Menurut Anam, terdapat tiga langkah kebijakan yang bisa ditempuh untuk semakin membumikan semangat kewirausahaan di pesantren. Pertama, perubahan paradigma soal kewirausahaan. Harus ditanamkan paradigma bahwa berwirausaha adalah aktivitas mulia, bukan sekadar mengejar nafsu duniawi semata.
”Selama ini masih ada anggapan bahwa orang bisnis itu rakus. Padahal, santri harus berbisnis untuk memperkuat umat, membantu orang lain, memberi beasiswa ke anak-anak muda agar punya pendidikan yang baik, dan sebagainya,” ujar dia.

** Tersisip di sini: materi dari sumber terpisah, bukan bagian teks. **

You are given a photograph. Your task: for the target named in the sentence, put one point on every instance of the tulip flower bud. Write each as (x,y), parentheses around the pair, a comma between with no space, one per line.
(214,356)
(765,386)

Untuk mengubah paradigma tersebut, pesantren bisa secara berkala menggelar workshop kewirausahaan dengan mendatangkan pengusaha muslim sukses untuk memberi inspirasi. Ajak juga santri mengunjungi perusahaan yang telah sukses agar para santri semakin bersemangat.
Langkah kedua adalah menerapkan kewirausahaan berbasis potensi lokal di sekitar pesantren. Bisnis pesantren ini harus dijalankan SDM lokal pesantren sendiri, menggunakan bahan baku lokal yang mudah dijangkau, dan melibatkan institusi lokal di sekitar pesantren.
”Rangkul kelompok warga, ajak berbisnis bersama, bermitra dengan baik, sehingga pondok dan warga saling mengisi. Warga punya pekarangan yang banyak buahnya, misalnya, itu dikelola oleh santri-santri untuk dibikin minuman, makanan, dan sebagainya,” papar Anam.